The event was hosted by former member Yolanda ‘Mitsy’ Gardener. It was a stroll down memory lane as a number of SELF’s founding members recalled their involvement in the artistic company.
Some of them also performed. Including dub poet Nabbie Natural, who performed his poem, The SELF in You. Comedian/poet Pink Panther (Earl Vasselle), now a resident in the United Kingdom, was unable to attend but another longtime member, Rick Anthony, did Inna Di Ghetto, one of Panther’s poems.
Trevor ‘Fish’ Byfield went over well with his poem, A Just Me and Mi Madda, while Dennis Morgan delivered a light-hearted rendition of the song I Believe. Percussionist/poet M’bala brought the house down with Just Love fi Laugh and CHUCH.
In 1971, a group of youth led by Eisenhower ‘Stowie’ Williams got together on a street corner in Spanish Town and started the group to encourage love of fellow man and promote a cultural, creative and artistic outlet for their peers in St Catherine. It offered training in dance, music and drama.

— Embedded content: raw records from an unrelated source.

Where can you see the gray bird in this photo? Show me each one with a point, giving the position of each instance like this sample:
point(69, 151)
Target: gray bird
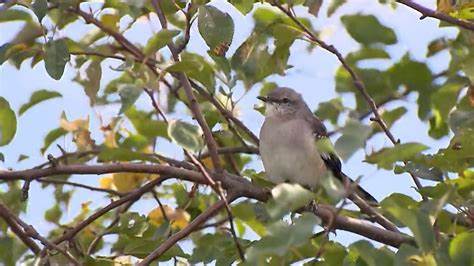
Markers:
point(289, 145)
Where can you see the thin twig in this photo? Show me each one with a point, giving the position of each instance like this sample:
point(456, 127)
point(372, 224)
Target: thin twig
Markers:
point(355, 80)
point(74, 184)
point(132, 196)
point(18, 231)
point(195, 108)
point(191, 227)
point(426, 12)
point(30, 231)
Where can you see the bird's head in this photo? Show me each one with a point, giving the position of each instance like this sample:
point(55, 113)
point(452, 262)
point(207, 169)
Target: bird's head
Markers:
point(282, 102)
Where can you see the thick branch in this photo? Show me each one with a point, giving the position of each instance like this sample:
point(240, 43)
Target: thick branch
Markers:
point(194, 105)
point(362, 228)
point(30, 231)
point(355, 80)
point(426, 12)
point(135, 195)
point(193, 226)
point(18, 230)
point(237, 186)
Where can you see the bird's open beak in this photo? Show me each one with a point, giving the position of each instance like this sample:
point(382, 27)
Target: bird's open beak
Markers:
point(263, 98)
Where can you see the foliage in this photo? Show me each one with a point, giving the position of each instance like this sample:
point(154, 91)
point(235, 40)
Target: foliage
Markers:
point(439, 219)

The SELF Theatrical Movement won a gold medal for dance in the 1973 Festival Competition. Their plays, such as Dis YA Town and Breakthrough, were also lauded.

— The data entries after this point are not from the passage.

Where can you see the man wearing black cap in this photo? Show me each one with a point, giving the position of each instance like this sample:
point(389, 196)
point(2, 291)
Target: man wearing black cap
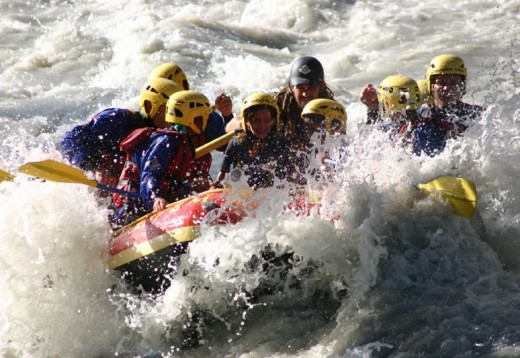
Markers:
point(306, 82)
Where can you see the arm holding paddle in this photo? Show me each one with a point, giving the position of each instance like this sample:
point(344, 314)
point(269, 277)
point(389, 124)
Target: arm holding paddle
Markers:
point(55, 171)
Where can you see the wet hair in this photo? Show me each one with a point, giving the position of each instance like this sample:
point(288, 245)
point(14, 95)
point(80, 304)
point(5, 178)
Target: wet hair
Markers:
point(250, 112)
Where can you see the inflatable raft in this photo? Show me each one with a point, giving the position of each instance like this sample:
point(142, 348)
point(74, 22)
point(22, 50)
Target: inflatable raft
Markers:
point(147, 251)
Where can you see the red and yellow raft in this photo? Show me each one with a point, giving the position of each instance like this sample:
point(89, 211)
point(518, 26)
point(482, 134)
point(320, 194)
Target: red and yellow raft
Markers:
point(146, 252)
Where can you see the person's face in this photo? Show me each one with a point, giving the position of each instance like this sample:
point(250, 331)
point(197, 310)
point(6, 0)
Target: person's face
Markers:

Elaine Jones won a Certificate of Merit for her acting in the drama Icilda Green in the 1984 Festival. That year, the group received honourable mention and a certificate of merit for the dance, What a Feeling.
“It’s heartfelt. I felt like a seed was dispersed and it flourished and come back,” an elated Williams told the Sunday Observer. A past student of Camperdown High School, he taught at Dinthill Technical for seven years, and recently returned from The Bahamas where he became a Christian, lived and taught for over 20 years.
Williams is now studying for a degree in dance at the Edna Manley College of the Visual and Performing Arts.
Because of migration of many of its founding members, the SELF Theatrical Movement’s activities waned. Williams is planning a revival.
“Going forward, SELF will not be performing but providing resources for talented youths who are to be identified to be trained (in the creative arts),” he explained. “SELF will no longer be a theatrical movement, but a ministry, though I will still write and direct plays for the next generation.”